Violating a Darien Protective Order

It is important that a person fully understands the type of conduct prohibited by the protective order. If they do not completely understand the provisions outlined in the order, they may inadvertently do something that triggers a violation which can make the situation worse and leads to additional charges and penalties. With that said, one way to ensure you understand the provisions of an order is to consult with a Darien protective order attorney who can try and mitigate the requirements and make sure that you are aware of what actions or contact should be avoided.

What Takes Place Following a Violation

When a person thinks that a protective order was violated, they file a report with their local police department with the details of the offense. A police officer prepares an arrest warrant and submits the warrant to the court. The court then decides whether to prosecute the charge.

Once the police officer submits an arrest warrant to the court, the judge reads through the facts of the case and determines whether a law has been violated. If the judge finds that a person violated the protective order, that person is arrested for violation of a protective order and is arrested and charged with a felony.

There may also be aggravating factors at play when it comes to determining the additional penalties involved. An aggravating factor depends on the type of crime committed. For example, a harassment or a stalking crime can increase the repercussions of violating a restraining order or protective order.

Evidence

The evidence needed in these cases depends on the facts of each case. It is helpful if the parties have an amicable relationship and are able to show a history of that. For example, if the parties involved were texting for a long time, there may be a string of friendly text messages that can prove to the prosecutor that the other person engaged in the conversation and had no problem with it at the time.

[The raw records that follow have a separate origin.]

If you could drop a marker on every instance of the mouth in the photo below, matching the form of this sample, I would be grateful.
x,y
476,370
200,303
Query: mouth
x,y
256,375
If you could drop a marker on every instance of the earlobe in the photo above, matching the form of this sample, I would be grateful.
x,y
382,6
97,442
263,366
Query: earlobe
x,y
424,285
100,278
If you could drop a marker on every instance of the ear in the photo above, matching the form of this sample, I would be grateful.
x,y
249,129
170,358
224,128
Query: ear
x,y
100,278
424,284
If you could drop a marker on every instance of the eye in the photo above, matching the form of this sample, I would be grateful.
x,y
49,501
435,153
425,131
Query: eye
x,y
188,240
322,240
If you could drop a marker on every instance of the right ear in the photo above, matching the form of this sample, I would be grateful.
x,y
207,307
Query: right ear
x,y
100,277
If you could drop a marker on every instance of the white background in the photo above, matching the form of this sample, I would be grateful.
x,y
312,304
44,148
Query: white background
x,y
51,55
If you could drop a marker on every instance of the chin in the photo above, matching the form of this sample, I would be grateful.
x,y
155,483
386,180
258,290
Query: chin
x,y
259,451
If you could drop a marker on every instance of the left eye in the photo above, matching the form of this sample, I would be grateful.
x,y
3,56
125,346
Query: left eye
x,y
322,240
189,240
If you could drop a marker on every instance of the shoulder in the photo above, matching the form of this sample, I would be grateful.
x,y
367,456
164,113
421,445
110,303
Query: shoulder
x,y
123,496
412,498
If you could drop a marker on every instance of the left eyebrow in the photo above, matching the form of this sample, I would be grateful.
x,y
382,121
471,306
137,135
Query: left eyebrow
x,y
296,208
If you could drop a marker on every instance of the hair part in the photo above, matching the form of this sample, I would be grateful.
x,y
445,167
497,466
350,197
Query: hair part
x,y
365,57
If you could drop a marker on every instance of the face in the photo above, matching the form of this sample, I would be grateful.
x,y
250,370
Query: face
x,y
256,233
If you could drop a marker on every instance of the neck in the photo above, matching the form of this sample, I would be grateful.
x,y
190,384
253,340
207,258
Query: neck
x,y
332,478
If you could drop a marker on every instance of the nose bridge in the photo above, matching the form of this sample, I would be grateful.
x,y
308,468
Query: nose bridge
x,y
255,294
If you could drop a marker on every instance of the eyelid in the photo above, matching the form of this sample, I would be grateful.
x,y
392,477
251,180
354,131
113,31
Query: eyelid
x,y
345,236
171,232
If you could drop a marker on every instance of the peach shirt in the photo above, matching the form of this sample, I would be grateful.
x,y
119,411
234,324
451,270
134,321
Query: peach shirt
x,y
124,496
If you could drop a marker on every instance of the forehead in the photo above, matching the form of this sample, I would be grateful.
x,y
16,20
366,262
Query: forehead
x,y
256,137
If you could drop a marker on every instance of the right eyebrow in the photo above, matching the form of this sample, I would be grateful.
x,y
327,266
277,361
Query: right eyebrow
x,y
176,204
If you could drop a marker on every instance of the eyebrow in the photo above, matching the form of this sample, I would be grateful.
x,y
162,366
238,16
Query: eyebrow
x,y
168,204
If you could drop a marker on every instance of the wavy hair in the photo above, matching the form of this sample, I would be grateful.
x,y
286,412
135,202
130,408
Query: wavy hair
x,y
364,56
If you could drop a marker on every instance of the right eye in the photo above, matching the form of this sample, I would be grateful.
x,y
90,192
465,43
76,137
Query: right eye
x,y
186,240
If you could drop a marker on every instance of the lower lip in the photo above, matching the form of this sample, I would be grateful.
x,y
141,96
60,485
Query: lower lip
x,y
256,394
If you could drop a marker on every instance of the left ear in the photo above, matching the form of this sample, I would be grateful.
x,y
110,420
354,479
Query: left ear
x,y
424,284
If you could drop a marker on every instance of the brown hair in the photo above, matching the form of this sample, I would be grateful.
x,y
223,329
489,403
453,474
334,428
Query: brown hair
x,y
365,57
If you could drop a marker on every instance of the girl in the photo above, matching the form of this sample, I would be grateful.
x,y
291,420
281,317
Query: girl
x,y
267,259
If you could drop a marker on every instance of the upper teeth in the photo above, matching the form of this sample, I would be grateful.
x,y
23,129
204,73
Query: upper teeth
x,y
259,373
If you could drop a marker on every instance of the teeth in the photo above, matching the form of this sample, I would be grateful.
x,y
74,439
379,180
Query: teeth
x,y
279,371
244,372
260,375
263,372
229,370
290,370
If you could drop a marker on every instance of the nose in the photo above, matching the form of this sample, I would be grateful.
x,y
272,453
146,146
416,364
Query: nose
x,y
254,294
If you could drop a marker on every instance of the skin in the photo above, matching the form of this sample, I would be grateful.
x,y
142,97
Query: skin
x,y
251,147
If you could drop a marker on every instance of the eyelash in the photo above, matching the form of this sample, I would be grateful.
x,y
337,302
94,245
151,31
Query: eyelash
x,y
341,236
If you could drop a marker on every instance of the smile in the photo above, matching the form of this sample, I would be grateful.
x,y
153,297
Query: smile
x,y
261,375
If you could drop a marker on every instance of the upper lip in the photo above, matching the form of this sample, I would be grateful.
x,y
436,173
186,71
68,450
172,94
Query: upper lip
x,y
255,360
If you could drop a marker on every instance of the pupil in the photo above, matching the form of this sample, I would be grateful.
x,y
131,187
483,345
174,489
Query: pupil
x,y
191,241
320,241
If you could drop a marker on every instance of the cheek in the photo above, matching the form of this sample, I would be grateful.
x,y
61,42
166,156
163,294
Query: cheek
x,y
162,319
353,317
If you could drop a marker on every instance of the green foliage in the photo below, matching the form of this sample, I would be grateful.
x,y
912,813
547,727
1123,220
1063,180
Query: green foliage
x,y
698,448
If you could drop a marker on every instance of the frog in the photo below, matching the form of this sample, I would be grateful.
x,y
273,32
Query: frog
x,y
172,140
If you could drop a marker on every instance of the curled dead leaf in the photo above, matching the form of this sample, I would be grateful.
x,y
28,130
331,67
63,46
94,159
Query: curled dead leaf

Sometimes this happens in divorce cases. A person uses a restraining order or protective order as leverage in a divorce case. Evidence of harmless communication between the parties can be helpful as a defense.

Impact of a Violation

A violation of a protective order is a Class C or Class D felony. Sometimes, the violation is unintentional or one person believes their behavior is not threatening when the other person reports it as threatening.

When the violation of a protective order is unintentional, it can result in the person being charged with a felony. It affects their criminal case because they are at risk of being charged with a violation for the duration of the criminal case until the protective order is vacated.

The civil protective order can hurt a person charged with domestic violence because there is the risk of violating it. If a person does violate the protective order, they are charged with a felony. If the person is in a diversionary program to dispose of the domestic violence charges and they violate the protective order, they are charged with the felony and can be bounced out of the program. Usually, the person is dropped from the program and no longer has the opportunity to complete the program.

Benefits of An Attorney

Anyone accused of violating a restraining or protective order should contact an attorney for representation because they are being charged with a felony which carries a serious sentence that includes jail time.

Sometimes a person’s behavior is somewhat innocent and they do not think they should be charged with the violation. Having an attorney on their side in those scenarios is very helpful. This is especially true when the violation is something harmless, such as sending a text message or liking a person’s picture on social media.

A restraining order attorney can work to have the charge reduced or dropped entirely if it is not some type of threatening behavior.